8. The non-transitory computer-readable storage medium of claim 6, wherein the at least one operational change is to control a datacenter computer room air conditioner unit (CRAC) to shift airflow to cool the POD within the data center that will experience the excessive temperatures.

9. The non-transitory computer-readable storage medium of claim 6, wherein the at least one operational change is to power down at least one server within the POD within the data center that will experience the excessive temperatures.

10. The non-transitory computer-readable storage medium of claim 6, wherein the predictive thermal model predicts that a second POD within the data center will be cool at the future time, and the at least one operational change is to move workloads from at least one server within the POD to at least one server in the second POD.

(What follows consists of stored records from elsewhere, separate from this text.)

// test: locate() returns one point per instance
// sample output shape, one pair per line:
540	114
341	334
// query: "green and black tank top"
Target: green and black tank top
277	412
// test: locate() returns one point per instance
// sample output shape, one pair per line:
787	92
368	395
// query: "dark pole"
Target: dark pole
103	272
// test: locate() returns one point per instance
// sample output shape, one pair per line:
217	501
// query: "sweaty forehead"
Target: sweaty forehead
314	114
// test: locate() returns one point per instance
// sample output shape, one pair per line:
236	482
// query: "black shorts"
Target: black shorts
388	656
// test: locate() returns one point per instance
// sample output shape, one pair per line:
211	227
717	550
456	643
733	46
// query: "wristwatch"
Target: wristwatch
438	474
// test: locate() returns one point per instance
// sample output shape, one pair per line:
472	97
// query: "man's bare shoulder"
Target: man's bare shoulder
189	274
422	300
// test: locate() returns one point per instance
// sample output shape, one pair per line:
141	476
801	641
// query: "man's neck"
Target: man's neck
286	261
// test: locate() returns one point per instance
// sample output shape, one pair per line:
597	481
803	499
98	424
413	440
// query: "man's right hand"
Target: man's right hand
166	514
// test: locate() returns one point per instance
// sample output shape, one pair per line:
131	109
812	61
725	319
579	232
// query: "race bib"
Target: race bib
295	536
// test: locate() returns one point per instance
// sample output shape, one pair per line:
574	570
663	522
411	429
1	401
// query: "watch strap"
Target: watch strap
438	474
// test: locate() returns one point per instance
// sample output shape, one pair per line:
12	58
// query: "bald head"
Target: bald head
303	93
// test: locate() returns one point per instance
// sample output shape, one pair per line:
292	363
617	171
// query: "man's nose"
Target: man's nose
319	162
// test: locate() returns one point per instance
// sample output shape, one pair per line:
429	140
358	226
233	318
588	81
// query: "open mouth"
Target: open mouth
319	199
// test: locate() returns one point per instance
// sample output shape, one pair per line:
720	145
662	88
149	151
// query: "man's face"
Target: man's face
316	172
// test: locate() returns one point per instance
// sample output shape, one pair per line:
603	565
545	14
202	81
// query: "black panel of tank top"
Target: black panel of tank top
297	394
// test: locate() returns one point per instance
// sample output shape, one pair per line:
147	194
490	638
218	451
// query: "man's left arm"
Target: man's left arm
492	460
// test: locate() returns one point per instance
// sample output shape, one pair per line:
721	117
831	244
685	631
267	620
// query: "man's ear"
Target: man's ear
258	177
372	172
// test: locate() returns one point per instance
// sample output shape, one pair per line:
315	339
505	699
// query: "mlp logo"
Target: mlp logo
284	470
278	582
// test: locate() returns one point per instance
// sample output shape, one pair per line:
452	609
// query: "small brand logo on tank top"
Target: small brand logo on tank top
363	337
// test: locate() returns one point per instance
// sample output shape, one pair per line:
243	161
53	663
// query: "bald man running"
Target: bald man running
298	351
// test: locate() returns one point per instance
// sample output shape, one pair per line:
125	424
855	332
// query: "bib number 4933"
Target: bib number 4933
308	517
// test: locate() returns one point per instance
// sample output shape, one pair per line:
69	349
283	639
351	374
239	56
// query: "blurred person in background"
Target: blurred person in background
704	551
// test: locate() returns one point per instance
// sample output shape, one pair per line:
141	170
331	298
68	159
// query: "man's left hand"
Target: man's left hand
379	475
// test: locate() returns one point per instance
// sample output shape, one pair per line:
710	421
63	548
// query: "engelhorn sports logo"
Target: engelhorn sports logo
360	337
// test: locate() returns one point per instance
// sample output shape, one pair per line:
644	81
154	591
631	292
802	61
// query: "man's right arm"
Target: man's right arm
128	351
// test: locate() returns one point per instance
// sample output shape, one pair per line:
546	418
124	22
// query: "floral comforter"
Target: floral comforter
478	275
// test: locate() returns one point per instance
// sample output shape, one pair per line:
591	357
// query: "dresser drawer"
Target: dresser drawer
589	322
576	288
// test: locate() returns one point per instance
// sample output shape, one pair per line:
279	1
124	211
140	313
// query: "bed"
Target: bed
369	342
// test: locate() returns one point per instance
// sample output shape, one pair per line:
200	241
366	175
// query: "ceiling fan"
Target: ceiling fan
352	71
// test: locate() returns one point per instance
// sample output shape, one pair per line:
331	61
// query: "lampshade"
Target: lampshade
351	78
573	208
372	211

11. The non-transitory computer-readable storage medium of claim 6, wherein the predictive thermal model is a tenant-specific predictive thermal model.

12. The non-transitory computer-readable storage medium of claim 11, wherein the instructions further configure the at least one processor to:

predict, by the tenant-specific predictive thermal model, that a first server is located near servers utilized by another tenant of the data center;

selectively place a workload at a second server, wherein the tenant-specific predictive thermal model has not predicted that the second server is near the servers utilized by another tenant of the data center.

13. The non-transitory computer-readable storage medium of claim 6, wherein the instructions further configure the at least one processor to:

determine that a power feed to the POD has a degraded key performance indicator (KPI), wherein the KPI is that one of a redundant power feed has gone down, or that a measure of power waveforms is below a power threshold; and

move workloads from servers on the POD to alternate servers.

14. The non-transitory computer-readable storage medium of claim 6, wherein the instructions further configure the at least one processor to:

determine that a first phase of a three-phase power supply is underutilized compared to a second phase of the three-phase power supply;

selectively locate a first workload to a server consuming power from the first phase of the three-phase power supply until the first phase and the second phase are approximately equally utilized.

15. The non-transitory computer-readable storage medium of claim 6, wherein the instructions further configure the at least one processor to:

determine that a first server in a free pool is located in a cooler region than a second server in the free pool;

allocate a workload to the first server in the free pool based on the determination that the first server is located in the cooler region.

16. A computing system comprising:

computing system; and

a memory storing instructions that, when executed by the at least one processor, configure the computing system to:

generate, using a predictive thermal model, a prediction that a host operating at a first I/O operational mode will experience temperatures above a threshold at a future time;

trigger a heat-responsive operation change in response to the prediction, wherein the heat-responsive operation change causes the host to operate a second I/O operational mode, wherein the second I/O operational mode generates less heat than the first I/O operational mode.

17. The computing system of claim 16, wherein the second I/O operational mode includes at least one of the following:

batch, by the host, I/O requests for the host; and

organize, by the host, the I/O requests into sequential order, thereby the host performs less seek operations to handle the I/O requests than the first I/O operational state.

18. The computing system of claim 16, wherein the predictive thermal model is trained to predict a temperature of the host within at least one server, wherein the future time comprises at least two future times.

19. The computing system of claim 16, wherein the heat-responsive operation change drains data from the host and stores the drained data on one or more second hosts.

20. The computing system of claim 16, wherein the heat-responsive operation change comprises selecting an alternative host other than the host that is predicted to experience temperatures above the threshold at the future time.